Since the mid-1980s when the Department of Fish and Game's Mt. Whitney Hatchery was found to be infested with Whirling Disease and all of its fish destroyed, the DFG hasn't had a decent strain of brown trout. When all of Whitney's fish were destroyed, that hatchery's unique strain of brown trout -- fish that were relatively easy to rear but fish that adapted to wild conditions quickly and returned to angler's creels for years as progressively bigger fish -- were completely wiped out.
The DFG tried to revive the strain so it could return to its brown trout stocking program, but the browns trapped from the wild didn't work out. They had adapted to live in the wild didn't behave the same as their original progeny from the hatchery. The DFG tried other browns from other sources. Nothing worked. Oh, the DFG could raise browns, but they were expensive and difficult. Returns on the dollar investment were terrible, especially when compared with rainbow trout or the original Whitney-strain browns.
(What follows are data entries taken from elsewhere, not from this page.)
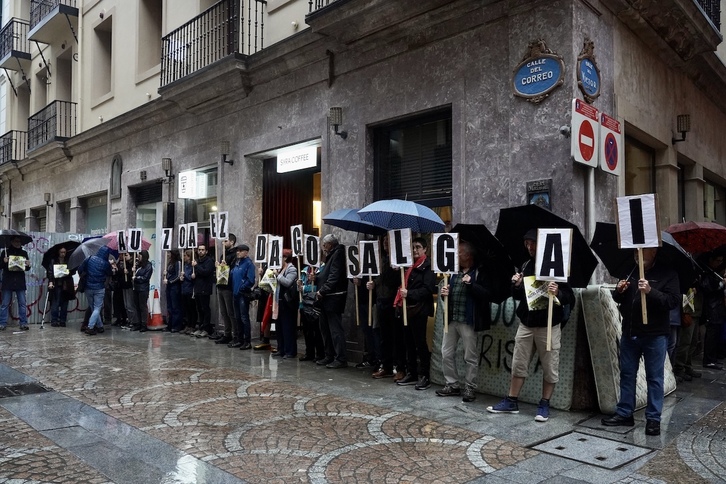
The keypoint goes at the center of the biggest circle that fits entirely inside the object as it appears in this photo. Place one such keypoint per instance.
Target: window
(413, 160)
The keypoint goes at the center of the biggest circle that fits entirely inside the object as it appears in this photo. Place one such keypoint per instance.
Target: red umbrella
(698, 237)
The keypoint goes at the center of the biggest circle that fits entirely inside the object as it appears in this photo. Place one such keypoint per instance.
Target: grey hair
(330, 239)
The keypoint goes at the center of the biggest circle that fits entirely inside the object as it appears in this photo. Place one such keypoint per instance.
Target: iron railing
(57, 121)
(13, 146)
(14, 38)
(211, 36)
(39, 9)
(712, 9)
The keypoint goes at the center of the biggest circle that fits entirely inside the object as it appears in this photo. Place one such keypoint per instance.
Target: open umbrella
(52, 252)
(491, 255)
(698, 237)
(348, 219)
(514, 222)
(621, 263)
(87, 248)
(8, 234)
(113, 241)
(402, 214)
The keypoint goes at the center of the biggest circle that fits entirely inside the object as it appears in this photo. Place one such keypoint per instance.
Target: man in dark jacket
(332, 293)
(649, 340)
(468, 306)
(532, 335)
(203, 276)
(14, 282)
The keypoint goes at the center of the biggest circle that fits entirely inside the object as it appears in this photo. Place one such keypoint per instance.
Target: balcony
(13, 147)
(227, 28)
(52, 20)
(14, 46)
(56, 122)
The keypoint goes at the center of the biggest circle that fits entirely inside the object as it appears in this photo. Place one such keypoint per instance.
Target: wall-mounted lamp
(224, 149)
(166, 166)
(683, 122)
(336, 119)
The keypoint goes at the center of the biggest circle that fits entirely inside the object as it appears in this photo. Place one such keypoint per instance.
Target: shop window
(413, 159)
(639, 167)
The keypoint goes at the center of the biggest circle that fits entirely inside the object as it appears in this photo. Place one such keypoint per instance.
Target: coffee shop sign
(539, 73)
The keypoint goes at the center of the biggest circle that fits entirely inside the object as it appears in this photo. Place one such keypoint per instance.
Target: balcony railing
(13, 146)
(57, 121)
(14, 38)
(712, 9)
(211, 36)
(39, 9)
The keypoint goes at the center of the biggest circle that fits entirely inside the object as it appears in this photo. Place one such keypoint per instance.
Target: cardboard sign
(167, 235)
(399, 246)
(312, 250)
(445, 259)
(274, 251)
(638, 222)
(554, 252)
(370, 258)
(192, 235)
(352, 262)
(182, 236)
(121, 238)
(261, 249)
(135, 240)
(296, 236)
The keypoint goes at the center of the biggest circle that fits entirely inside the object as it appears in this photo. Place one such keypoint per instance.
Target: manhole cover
(21, 389)
(593, 450)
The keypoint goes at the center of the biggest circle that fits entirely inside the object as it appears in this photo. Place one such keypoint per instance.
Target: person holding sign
(14, 264)
(532, 336)
(649, 341)
(469, 294)
(418, 296)
(332, 294)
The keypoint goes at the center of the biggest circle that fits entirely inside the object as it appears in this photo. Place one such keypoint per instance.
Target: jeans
(242, 315)
(22, 307)
(653, 351)
(95, 301)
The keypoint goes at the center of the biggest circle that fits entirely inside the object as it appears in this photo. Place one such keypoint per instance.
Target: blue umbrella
(348, 219)
(402, 214)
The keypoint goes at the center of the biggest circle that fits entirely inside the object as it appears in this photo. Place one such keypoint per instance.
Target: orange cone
(155, 320)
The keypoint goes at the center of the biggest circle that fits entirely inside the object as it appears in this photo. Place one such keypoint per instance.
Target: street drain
(22, 389)
(593, 450)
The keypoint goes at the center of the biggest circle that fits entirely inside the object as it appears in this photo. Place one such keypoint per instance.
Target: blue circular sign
(589, 77)
(537, 76)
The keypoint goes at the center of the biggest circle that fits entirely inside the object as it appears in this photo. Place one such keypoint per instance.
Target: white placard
(638, 221)
(445, 257)
(554, 252)
(399, 246)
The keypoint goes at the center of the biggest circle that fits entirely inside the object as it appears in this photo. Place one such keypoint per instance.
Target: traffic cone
(155, 321)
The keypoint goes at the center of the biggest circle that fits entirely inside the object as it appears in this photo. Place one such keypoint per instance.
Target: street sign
(585, 129)
(611, 145)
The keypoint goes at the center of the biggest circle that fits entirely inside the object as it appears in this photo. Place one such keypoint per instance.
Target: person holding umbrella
(650, 341)
(14, 264)
(532, 336)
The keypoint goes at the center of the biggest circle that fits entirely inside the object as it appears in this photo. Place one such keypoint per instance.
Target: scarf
(398, 302)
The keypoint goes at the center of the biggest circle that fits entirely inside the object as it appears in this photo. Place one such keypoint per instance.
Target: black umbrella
(514, 222)
(52, 253)
(621, 263)
(490, 255)
(9, 234)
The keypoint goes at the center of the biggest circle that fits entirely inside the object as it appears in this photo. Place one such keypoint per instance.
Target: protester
(418, 296)
(649, 341)
(14, 264)
(532, 336)
(469, 294)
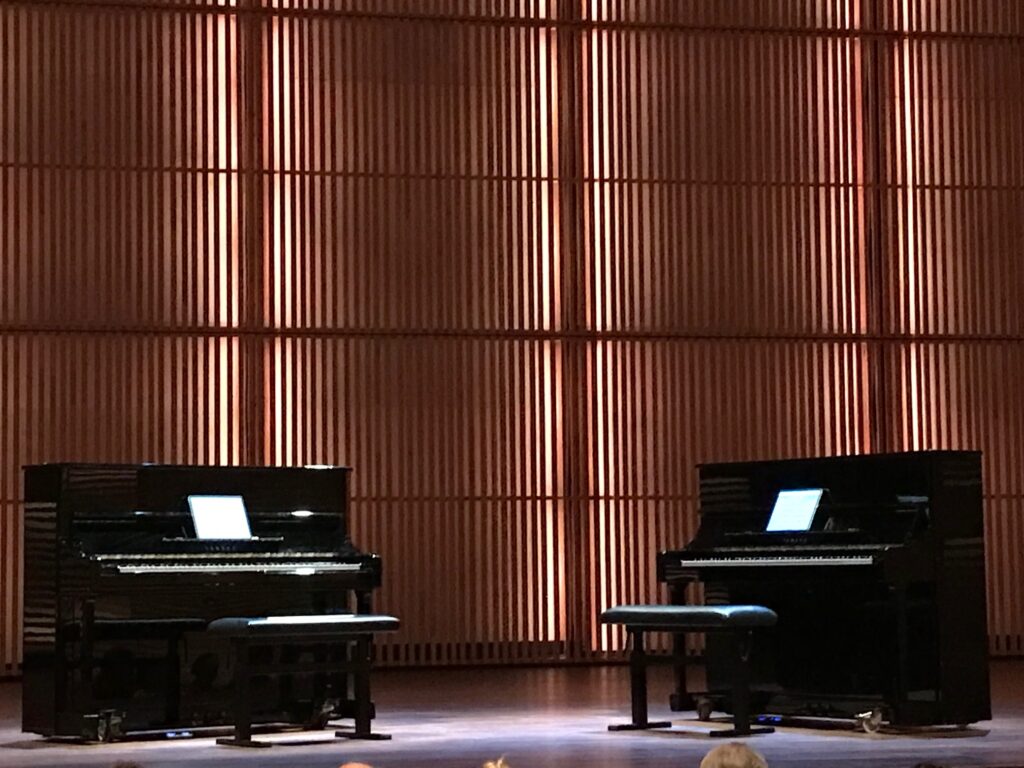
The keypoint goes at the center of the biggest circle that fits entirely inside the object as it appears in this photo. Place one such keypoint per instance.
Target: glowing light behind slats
(522, 263)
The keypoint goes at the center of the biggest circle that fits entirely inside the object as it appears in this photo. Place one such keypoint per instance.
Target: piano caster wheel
(321, 716)
(705, 708)
(869, 722)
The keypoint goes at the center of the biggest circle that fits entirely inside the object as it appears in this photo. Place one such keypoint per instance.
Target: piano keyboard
(786, 561)
(300, 568)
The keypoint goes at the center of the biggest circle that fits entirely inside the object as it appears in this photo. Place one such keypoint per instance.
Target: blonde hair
(733, 755)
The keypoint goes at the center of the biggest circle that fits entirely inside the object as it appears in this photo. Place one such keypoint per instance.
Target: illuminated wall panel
(521, 263)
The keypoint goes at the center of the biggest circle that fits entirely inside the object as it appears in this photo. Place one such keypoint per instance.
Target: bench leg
(680, 699)
(741, 643)
(638, 687)
(243, 704)
(363, 656)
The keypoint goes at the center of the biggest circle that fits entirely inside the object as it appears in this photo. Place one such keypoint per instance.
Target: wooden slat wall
(522, 263)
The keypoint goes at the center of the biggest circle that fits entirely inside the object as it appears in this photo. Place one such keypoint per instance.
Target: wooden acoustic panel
(522, 263)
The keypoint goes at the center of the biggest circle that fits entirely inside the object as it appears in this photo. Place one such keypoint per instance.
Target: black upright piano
(881, 601)
(119, 590)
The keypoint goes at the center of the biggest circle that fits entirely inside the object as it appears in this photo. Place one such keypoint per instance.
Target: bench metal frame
(358, 647)
(741, 640)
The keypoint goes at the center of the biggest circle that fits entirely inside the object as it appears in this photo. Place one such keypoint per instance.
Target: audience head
(733, 755)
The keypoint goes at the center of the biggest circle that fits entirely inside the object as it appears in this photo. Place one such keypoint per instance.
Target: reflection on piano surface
(118, 590)
(881, 602)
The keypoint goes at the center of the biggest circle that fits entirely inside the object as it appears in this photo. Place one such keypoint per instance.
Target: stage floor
(539, 718)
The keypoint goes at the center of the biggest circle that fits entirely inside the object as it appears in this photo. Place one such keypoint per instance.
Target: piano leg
(638, 687)
(741, 642)
(243, 705)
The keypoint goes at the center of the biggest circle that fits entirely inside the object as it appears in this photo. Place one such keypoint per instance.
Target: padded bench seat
(355, 631)
(739, 622)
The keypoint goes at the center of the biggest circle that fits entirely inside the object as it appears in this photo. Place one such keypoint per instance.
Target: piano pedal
(705, 707)
(104, 726)
(322, 715)
(680, 701)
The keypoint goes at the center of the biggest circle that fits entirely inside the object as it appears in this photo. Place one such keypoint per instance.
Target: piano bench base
(640, 726)
(738, 622)
(374, 736)
(354, 632)
(730, 732)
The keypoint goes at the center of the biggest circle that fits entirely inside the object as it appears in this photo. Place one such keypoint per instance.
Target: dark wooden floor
(539, 718)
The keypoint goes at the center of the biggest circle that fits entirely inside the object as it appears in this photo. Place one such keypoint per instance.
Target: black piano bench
(737, 621)
(355, 631)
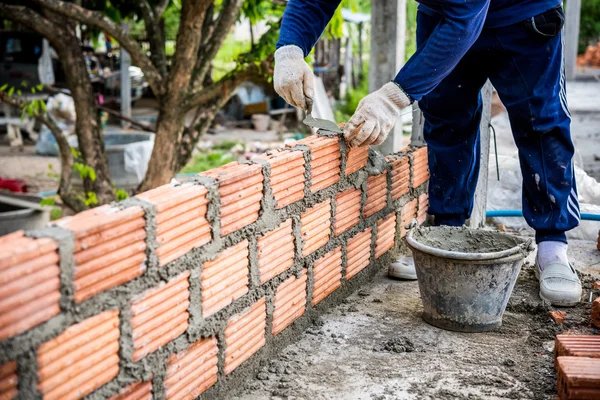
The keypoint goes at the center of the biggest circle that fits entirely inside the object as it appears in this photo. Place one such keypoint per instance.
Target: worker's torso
(501, 12)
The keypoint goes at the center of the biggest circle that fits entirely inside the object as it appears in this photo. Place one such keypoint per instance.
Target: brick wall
(184, 288)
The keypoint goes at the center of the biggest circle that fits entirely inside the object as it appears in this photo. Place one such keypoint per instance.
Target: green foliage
(589, 30)
(347, 107)
(209, 160)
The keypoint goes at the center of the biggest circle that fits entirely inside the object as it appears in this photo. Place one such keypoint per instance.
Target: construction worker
(518, 45)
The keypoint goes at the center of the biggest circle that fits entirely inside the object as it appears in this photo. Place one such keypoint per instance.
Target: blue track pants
(527, 70)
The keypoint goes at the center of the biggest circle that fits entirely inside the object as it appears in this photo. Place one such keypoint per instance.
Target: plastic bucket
(466, 276)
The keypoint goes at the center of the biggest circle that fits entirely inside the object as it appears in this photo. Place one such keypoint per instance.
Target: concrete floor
(376, 346)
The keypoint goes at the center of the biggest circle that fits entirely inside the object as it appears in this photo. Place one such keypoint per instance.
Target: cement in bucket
(466, 276)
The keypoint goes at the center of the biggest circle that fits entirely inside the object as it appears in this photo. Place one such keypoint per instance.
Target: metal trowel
(319, 123)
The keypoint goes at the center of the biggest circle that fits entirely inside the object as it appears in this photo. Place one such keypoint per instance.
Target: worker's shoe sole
(403, 268)
(559, 285)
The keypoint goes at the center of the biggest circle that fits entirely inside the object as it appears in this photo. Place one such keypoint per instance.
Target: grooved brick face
(181, 223)
(192, 371)
(422, 209)
(420, 167)
(316, 227)
(386, 233)
(328, 275)
(347, 210)
(135, 391)
(240, 190)
(578, 378)
(275, 251)
(225, 278)
(356, 159)
(81, 359)
(29, 283)
(159, 315)
(110, 247)
(577, 346)
(287, 176)
(290, 302)
(8, 380)
(325, 162)
(596, 313)
(407, 214)
(359, 253)
(245, 335)
(376, 194)
(400, 174)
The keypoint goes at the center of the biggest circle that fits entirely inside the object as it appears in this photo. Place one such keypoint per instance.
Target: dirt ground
(376, 346)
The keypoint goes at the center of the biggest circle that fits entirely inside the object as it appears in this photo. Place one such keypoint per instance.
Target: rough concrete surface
(376, 346)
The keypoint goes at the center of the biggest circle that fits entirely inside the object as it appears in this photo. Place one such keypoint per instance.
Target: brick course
(149, 286)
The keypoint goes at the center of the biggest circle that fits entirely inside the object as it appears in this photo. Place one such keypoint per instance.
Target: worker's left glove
(375, 116)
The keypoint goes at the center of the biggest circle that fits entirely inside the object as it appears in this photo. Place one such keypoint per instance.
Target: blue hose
(519, 213)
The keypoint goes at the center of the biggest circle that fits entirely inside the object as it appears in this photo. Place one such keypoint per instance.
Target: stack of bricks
(577, 362)
(188, 285)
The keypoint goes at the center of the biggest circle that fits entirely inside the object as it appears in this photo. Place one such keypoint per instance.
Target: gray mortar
(120, 297)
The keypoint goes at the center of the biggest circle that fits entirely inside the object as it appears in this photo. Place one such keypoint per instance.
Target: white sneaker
(403, 268)
(559, 284)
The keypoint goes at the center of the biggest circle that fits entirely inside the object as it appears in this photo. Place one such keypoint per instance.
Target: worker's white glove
(293, 78)
(375, 116)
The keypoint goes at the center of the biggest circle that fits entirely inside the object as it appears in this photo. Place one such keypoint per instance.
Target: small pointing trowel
(319, 123)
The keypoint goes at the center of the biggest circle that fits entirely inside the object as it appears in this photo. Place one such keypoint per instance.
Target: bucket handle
(524, 248)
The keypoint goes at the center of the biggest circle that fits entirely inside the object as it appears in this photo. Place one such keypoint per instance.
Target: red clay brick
(359, 253)
(422, 208)
(376, 194)
(240, 189)
(356, 159)
(8, 380)
(245, 335)
(159, 315)
(290, 302)
(386, 233)
(420, 167)
(578, 378)
(327, 275)
(400, 174)
(325, 161)
(287, 176)
(347, 211)
(81, 359)
(29, 283)
(181, 219)
(275, 251)
(192, 371)
(315, 227)
(135, 391)
(407, 214)
(596, 312)
(103, 258)
(225, 278)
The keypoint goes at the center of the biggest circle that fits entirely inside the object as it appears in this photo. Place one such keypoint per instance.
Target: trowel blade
(324, 124)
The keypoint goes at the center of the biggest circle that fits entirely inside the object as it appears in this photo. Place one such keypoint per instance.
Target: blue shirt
(304, 21)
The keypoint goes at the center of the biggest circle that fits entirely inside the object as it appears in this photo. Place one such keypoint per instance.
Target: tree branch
(155, 37)
(230, 12)
(98, 19)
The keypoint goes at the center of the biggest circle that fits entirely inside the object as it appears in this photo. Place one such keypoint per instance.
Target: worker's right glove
(293, 78)
(375, 116)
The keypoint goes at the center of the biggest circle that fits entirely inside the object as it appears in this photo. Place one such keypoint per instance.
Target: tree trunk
(87, 125)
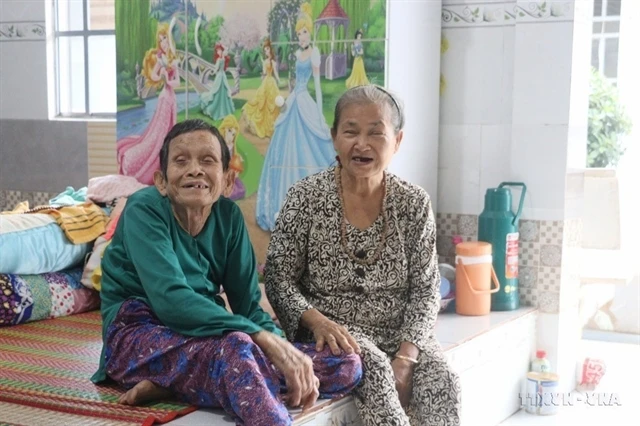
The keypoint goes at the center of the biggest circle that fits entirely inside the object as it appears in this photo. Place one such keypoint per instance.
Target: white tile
(542, 73)
(459, 169)
(473, 69)
(457, 195)
(457, 329)
(577, 145)
(21, 11)
(508, 57)
(23, 86)
(547, 334)
(460, 147)
(539, 159)
(495, 156)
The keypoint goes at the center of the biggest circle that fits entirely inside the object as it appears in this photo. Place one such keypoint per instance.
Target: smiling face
(304, 37)
(194, 170)
(365, 139)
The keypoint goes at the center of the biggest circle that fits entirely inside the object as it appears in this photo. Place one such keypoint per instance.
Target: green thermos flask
(498, 225)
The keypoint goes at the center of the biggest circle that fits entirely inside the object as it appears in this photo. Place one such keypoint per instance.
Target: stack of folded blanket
(50, 255)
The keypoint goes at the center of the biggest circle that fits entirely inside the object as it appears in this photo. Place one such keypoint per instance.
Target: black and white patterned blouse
(395, 298)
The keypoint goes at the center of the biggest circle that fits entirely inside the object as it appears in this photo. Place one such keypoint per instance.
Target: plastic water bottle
(541, 364)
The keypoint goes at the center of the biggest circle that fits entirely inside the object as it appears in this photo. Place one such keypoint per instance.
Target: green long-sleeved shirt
(151, 258)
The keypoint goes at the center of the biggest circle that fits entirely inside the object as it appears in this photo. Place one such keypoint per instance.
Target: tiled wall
(540, 263)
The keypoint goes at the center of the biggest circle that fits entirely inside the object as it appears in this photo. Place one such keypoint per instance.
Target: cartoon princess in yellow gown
(358, 75)
(229, 128)
(261, 111)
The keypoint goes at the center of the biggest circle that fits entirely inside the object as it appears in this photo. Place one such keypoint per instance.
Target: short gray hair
(373, 94)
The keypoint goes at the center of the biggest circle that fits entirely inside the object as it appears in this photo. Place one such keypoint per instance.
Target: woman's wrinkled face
(304, 37)
(194, 170)
(366, 139)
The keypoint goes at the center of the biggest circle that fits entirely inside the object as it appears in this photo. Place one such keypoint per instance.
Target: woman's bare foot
(143, 392)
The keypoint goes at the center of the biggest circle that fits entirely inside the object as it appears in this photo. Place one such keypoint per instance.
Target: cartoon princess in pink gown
(138, 155)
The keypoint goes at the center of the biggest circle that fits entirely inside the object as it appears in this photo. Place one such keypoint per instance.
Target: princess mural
(301, 144)
(138, 155)
(358, 75)
(229, 129)
(261, 111)
(217, 102)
While the DFG continues to tinker with brown trout here and there, for all practical purposes, the state is out of the brown trout business.
In the Bridgeport basin, perhaps more so here than anywhere else in the region, the loss of the brown trout has been profoundly noticed, especially by the old timers who remember the days when opening weekend of trout season would see the coolers in front of Ken's Sporting Goods in Bridgeport fill up with five- to 15-pound pound browns from waters throughout the area -- Upper and Lower Twin Lake, Bridgeport Reservoir, the East Walker River, Virginia Lakes, Green Creek, even Robinson and Buckeye creeks.
The browns aren't completely gone because they spawn successfully in rivers and streams that feed the lakes where they continue grow big and fat, but because of the demise of the DFG's brown trout stocking program, their numbers are far below what they were just 20 years ago.
The Bridgeport Fish Enhancement Program is a Chamber of Commerce non-profit program to rear browns for Bridgeport Reservoir and the East Walker River initially, and then other popular waters in the region once they gain DFG approval.
Baker, the program chairman, got the ball rolling last year with a custom built and unique "tomato bin" rearing facility at Paradise Shores. Operated on recirculated and filtered well water in a system engineered by Baker, the tomato bins are breaking all the rules of trout rearing. In a test last year, 200 Alpers' rainbow trout averaging a pound each were planted in the tomato bin. In less than three months, many had doubled their weights.
The tomato bin now has over 15,000 fingerling brown trout that Baker said he hopes to rear to a half-pound each before they are tagged and released into Bridgeport Reservoir and the East Walker.
The program goal is to eventually raise 50,000 brown a year for Bridgeport and the East Walker, and three other tomato bin sites are likely to be in place before summer to handle the increased capacity needed as this year's batch of fish grows.
But the bulk of effort relies on donations and entry fees paid by anglers in a pair of fishing tournaments set up for this year on Bridgeport Reservoir. The first event is an open tournament Saturday, June 24, and the second event is a fly-fishing-only event Sunday, Oct. 8. Information on these events and how to make donations to the Bridgeport Fish Enhancement Program is available on the Internet at
www.bridgeportcalifornia.com or by calling the Bridgeport Chamber of Commerce at (760) 932-7500. Anglers can also stop by Paradise Shores opening weekend of trout season (April 29-30) and see the tomato bin rearing facility and even feed the browns.
"If when people come up here and catch a five-fish limit, and one of the fish on the stringer is a brown, we'll have done our job," said Baker.